Manage Risk with a Digital Twin in Manufacturing Data
Neo4j helps organizations find hidden relationships and patterns across billions of data connections deeply, easily, and quickly. Neo4j Graph Analytics for Snowflake brings to the power of graph directly to Snowflake, allowing users to run 65+ ready-to-use algorithms on their data, all without leaving Snowflake!
Manage Risk in a Manufacturing Plant with Neo4j Graph Analytics
This quickstart shows how to model a manufacturing workflow and apply Graph Analytics algorithms to find structural risks, operational bottlenecks, and machine similarities.
Prerequisites
-
The Native App Neo4j Graph Analytics for Snowflake
What You Will Need
-
A Snowflake account with appropriate access to databases and schemas.
-
Neo4j Graph Analytics application installed from the Snowflake marketplace. Access the marketplace via the menu bar on the left hand side of your screen, as seen below:
What You Will Learn
-
How to create a graph projection, which combines the nodes and their relationships into a single in-memory graph.
-
How to conduct a connectivity analysis, which utilizes Weakly Connected Components to identify any isolated subsystem.
-
How to conduct a criticality ranking by using PageRank to find influential machines and Betweenness Centrality to identify bridges that control workflow.
-
How to calculate structural embeddings and similarity. First generate FastRP embeddings and then run KNN to group machines with similar roles or dependencies.
What You Will Build
-
A mock database modeling machines and their relationships in a manufacturing process
-
A notebook covering various graph algorithms and applying them to our mock database
Create Our Database
We are going to create a simple database with synthetic data.

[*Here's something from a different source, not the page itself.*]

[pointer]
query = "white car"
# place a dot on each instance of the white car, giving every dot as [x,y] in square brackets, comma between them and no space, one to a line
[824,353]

Let’s first create the databse:
CREATE DATABASE IF NOT EXISTS m_demo;
USE SCHEMA m_demo.public;
Then let’s add some tables to that database:
create or replace TABLE NODES (
MACHINE_ID NUMBER(38,0),
MACHINE_TYPE VARCHAR(16777216),
CURRENT_STATUS VARCHAR(16777216),
RISK_LEVEL VARCHAR(16777216)
);
create or replace TABLE RELS (
SRC_MACHINE_ID NUMBER(38,0),
DST_MACHINE_ID NUMBER(38,0),
THROUGHPUT_RATE NUMBER(38,0)
);
Next we are going to create a table that represents our nodes. In this case, that will be 20 machines, including cutters, welders, presses, assemblers, and painters.
DELETE FROM nodes;
INSERT INTO nodes (machine_id, machine_type, current_status, risk_level) VALUES
(1, 'Cutter', 'active', 'low'),
(2, 'Welder', 'active', 'low'),
(3, 'Press', 'active', 'medium'),
(4, 'Assembler', 'active', 'medium'),
(5, 'Paint', 'active', 'low'),
(6, 'Cutter', 'active', 'low'),
(7, 'Welder', 'active', 'medium'),
(8, 'Press', 'active', 'medium'),
(9, 'Assembler', 'active', 'low'),
(10, 'Paint', 'active', 'low'),
(11, 'Cutter', 'active', 'medium'),
(12, 'Welder', 'active', 'high'),
(13, 'Press', 'active', 'medium'),
(14, 'Assembler', 'active', 'high'),
(15, 'Paint', 'active', 'medium'),
(16, 'Cutter', 'active', 'low'),
(17, 'Welder', 'active', 'medium'),
(18, 'Press', 'active', 'low'),
(19, 'Assembler', 'active', 'medium'),
(20, 'Assembler', 'active', 'high');
Next, we will have a table that reflects how those machines connect to eachother:
DELETE FROM rels;
INSERT INTO rels (SRC_MACHINE_ID, DST_MACHINE_ID, THROUGHPUT_RATE) VALUES
(1, 2, 50),
(2, 3, 50),
(3, 4, 50),
(4, 5, 50),
(5, 6, 50),
(6, 7, 50),
(7, 8, 50),
(8, 9, 50),
(9, 10, 50),
(5, 6, 40),
(6, 5, 40),
(8, 9, 30),
(9, 8, 30),
(1, 20, 200),
(2, 20, 180),
(3, 20, 160),
(4, 20, 140),
(11, 12, 20),
(12, 13, 20),
(13, 14, 20),
(14, 15, 20),
(15, 16, 20),
(16, 17, 20),
(17, 18, 20),
(18, 19, 20),
(19, 20, 20),
(3, 11, 120),
(10, 19, 19);
Set Up
Now that we have our data, we just need to create a notebook and grant the necessary permissions.
Import The Notebook
-
We’ve provided a notebook to walk you through each SQL and Python step—no local setup required!
-
Download the .ipynb found here, and import the notebook into snowflake. Please ensure that all cells are imported as SQL, except for
viz_displaywhich should be a python cell.
Permissions
Before we run our algorithms, we need to set the proper permissions. But
before we get started granting different roles, we need to ensure that
you are using accountadmin to grant and create roles. Lets do that
now:
-- you must be accountadmin to create role and grant permissions
use role accountadmin;
Next we can set up the necessary roles, permissions, and resource access
to enable Graph Analytics to operate on data within the
M_DEMO.public schema. It creates a consumer role (gds_role)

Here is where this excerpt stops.